Q3: The results rely mainly on classification accuracy. Standard performance measures such as precision, recall, specificity, and F1-score should be included to allow readers to assess model robustness and to compare results with related studies. In addition, the interpretation of the Bayesian test would be clearer if the probabilities were complemented with confidence intervals or variance estimates.
A3: Precision, recall, specificity and F1-scores are now provided in Table 4 for all models (original version vs uncertainty-aware version using the best acceptance threshold t). As for the request about the confidence intervals of values obtained from the Bayesian test, in our case this is simply reduced to showing the histograms of the predicted probabilities Um according to the original gtruth class and cutting the tails to get a 95% interval. Keep in mind that these distributions are not Gaussian. However, we believe that adding this information will inevitably increase the complexity of the article which is already quite dense. Hence, we prefer to keep it simple and consider the results of Section 2.5.3 in Table 5 as just another metric that complements the ones shown in Table 4 and Fig. 5 to understand the behaviour of models.

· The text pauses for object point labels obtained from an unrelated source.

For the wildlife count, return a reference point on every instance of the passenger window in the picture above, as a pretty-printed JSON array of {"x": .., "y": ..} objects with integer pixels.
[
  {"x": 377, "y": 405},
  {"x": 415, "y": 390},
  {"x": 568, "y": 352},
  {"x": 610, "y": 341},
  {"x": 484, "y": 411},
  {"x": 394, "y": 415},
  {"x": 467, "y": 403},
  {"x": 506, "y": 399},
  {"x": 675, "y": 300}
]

Q4: The discussion focuses heavily on numerical comparison between models, but gives limited attention to biological and physical interpretation. For instance, the manuscript mentions that variations in mARI and mARI2 are linked to anthocyanin content and disease stress; this point could be developed further to highlight physiological insights. Similarly, the relationship between uncertainty distributions and the optical properties of infected leaves could be discussed.
A4: Biological and physical interpretations are beyond the scope of the article, which was the demonstration of the applicability of our uncertainty-aware models to tackle complex phenomena like FD. Our previous works (refs. 30-31) already explored the effect of specific VIs and link them with the leaves’ physiological status, as well as the background literature cited in the Introduction Section. Alongside this topic, we also added a discussion about the relationship between uncertainty and optical properties in the new Discussion section (3.1).
Q5: Figures are informative but dense, mostly Figure 3. Figure 5 combines five models, confusion matrices, and trend graphs in one page, which makes it visually overloaded; splitting the panels or moving supplementary details to an appendix would improve readability. Table 2 should be formatted using consistent mathematical notation, with clear indication of wavelength ranges and units.
A5: We understand the concerns of the reviewer about Figure 5, however splitting it will reduce its effect since it must be read all together to allow quick comparison of results among models and the effect of the applied uncertainty-aware structure. As a result, Figure 5 is a central figure for discussing results and cannot be split nor moved to supplementary materials. As for Table 2, we changed the mathematical notation to make wavelength ranges clearer as requested.
Q6: The abstract is coherent and informative, but should be more quantitative. It is recommended to report the best model explicitly, the achieved accuracy per class, and the key result regarding uncertainty reduction. The current phrasing “the best models belonged to the class of decision trees” should be replaced by a precise statement such as “the ensemble of bagged decision trees achieved 75.7% accuracy for asymptomatic samples, outperforming the baseline model by 26 percentage points”.
A6: We modified the abstract as requested.
Q7: The introduction provides a thorough review of FD detection methods and hyperspectral imaging. However, several paragraphs (lines 25–110) repeat background information and could be merged. The final paragraph should clearly articulate the research gap, hypotheses, and main objectives in a concise manner. A short statement outlining how uncertainty quantification improves the diagnostic reliability compared to previous machine learning studies would enhance the narrative focus.
A7: Lines 25-110 outline the background information including the disease’s characteristics, economic impact on EU countries, current methods for diagnosis and research background to address it. Therefore, we think all the information contained in these lines is necessary to understand the context of our work. We modified this section to make it less verbose while keeping all the necessary information. As for the last paragraph, we edited it accordingly outlining the impact of uncertainty on the detection of asymptomatic FD samples.
Q8: Explain why only the 400–1000 nm range was used when previous studies also emphasize 1600–2200 nm as informative for FD (Obviously, it will be related to the sensor used, but it is important to address this matter.).
A8: The reason was technical: we did not have a sensor capable to get readings outside of the specified range of 400-1000 nm. Nonetheless, the majority of studies cited as background literature show that a lot of information is already contained in the range 400-1000 while only a few interesting properties can be obtained in the range 1600-2200 (mostly affected by scattering effects). We agree that including this range can be an additional information useful to better characterize the phytoplasma symptoms, hence we mention it in the new “Limitations of the study” Section (Section 3.2).
Q9: Justify the use of quartiles and mean instead of other statistical descriptors such as standard deviation or skewness.
A9: In our previous work (ref. 31) we used also outliers, the position of the boxplot whiskers, kurtosis and skewness alongside the other 4 predictors we used in this work, but noticed that their impact was relatively low compared to the 4 we chose. Hence, we decided to discard them to keep the number of predictors to a reasonable number (4 predictors x 10 VIs) without losing prediction capacity. We added this motivation in the “Discussion” section to clarify our choice.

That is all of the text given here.